The usual chess players were there. On the Art Gallery steps (which is a focal point for protestors of all kinds), a group of Chinese people were holding a big banner denouncing the Communist Chinese for censoring free speech because they are closing down a main radio station in China (the one that broke the SARS epidemic news). In front of the steps was what I thought to be a living statue: a 'naked' woman painted bronze, leaning on a silver sword. I watched for the longest time to see if she moved and thought at one point that she had changed her stance. However, when I later went and had a closeup look, it was really a beautifully carved figure, sculpted from a single piece of wood with gorgeous bronze grains. She wore a silver blindfold, was standing in silver spike-heeled shoes, and behind her back was holding a set of silver scales.

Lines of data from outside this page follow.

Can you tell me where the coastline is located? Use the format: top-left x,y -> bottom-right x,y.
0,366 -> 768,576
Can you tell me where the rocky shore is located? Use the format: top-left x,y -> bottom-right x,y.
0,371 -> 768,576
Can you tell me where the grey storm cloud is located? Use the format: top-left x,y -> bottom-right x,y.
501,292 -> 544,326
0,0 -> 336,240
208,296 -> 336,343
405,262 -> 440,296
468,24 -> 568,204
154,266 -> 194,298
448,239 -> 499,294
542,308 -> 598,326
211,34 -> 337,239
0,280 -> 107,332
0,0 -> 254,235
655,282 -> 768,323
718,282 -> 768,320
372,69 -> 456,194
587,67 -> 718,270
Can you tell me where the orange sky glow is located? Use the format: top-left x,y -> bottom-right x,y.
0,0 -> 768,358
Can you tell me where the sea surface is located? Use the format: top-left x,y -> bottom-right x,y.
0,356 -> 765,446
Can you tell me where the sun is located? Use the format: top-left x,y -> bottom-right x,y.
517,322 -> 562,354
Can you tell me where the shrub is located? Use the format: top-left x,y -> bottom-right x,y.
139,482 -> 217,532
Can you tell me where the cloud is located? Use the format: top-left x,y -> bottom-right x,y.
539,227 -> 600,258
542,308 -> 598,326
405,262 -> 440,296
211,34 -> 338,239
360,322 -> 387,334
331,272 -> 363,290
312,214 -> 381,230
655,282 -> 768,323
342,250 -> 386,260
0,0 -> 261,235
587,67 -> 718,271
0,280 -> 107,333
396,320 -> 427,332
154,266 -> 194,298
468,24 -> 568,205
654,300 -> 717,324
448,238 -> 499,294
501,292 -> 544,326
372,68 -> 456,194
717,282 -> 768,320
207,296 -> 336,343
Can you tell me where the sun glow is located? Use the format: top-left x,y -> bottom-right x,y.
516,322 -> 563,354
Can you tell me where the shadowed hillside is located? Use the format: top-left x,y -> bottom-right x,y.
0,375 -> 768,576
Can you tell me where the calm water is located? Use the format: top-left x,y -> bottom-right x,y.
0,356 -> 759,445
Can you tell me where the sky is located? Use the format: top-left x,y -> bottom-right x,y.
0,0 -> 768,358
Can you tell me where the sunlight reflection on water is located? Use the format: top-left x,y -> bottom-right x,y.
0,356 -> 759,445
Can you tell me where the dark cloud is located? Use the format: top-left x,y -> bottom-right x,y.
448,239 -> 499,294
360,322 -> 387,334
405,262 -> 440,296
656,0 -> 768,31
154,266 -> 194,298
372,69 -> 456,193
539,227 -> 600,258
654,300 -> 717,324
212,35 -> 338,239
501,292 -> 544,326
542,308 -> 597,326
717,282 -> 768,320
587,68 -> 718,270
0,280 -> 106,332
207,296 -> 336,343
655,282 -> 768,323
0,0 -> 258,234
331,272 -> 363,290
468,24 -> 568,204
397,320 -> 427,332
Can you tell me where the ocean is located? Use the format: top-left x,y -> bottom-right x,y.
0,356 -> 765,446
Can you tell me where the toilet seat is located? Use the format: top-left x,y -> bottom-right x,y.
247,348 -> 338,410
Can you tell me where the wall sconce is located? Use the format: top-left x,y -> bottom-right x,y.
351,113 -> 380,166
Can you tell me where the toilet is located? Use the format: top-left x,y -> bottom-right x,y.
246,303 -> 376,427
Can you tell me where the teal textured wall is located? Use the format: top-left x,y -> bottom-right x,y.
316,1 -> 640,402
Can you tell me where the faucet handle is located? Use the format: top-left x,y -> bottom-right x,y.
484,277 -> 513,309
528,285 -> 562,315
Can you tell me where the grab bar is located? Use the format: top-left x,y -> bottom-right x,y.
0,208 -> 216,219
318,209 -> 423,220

The caption on the pedestel said: "If she pays for justice, she is a prostitute".
I always enjoy sitting by the Art Gallery watching the passing parade of people hurrying to and fro. Then I walk past the sidewalk artists and go to catch my bus.
The route I take home passes through one of the oldest and shabbiest parts of our beautiful city, the Downtown East Side. This is 'entertainment' of a different sort. I believe everyone who lives here should be obliged to occasional take a walk on the wild side and go through this part of town to have a good look at what is happening. It's horrifying and a real eye-opener. So many people live insulated lives, driving around in their cars, avoiding this part of the city. Yet I believe it's our duty to find out and see for ourselves exactly what is happening and then perhaps more would be done about fixing it. (If that is possible as the situation downtown has been allowed to deteriorate over the years until is has become a major blight on the city.)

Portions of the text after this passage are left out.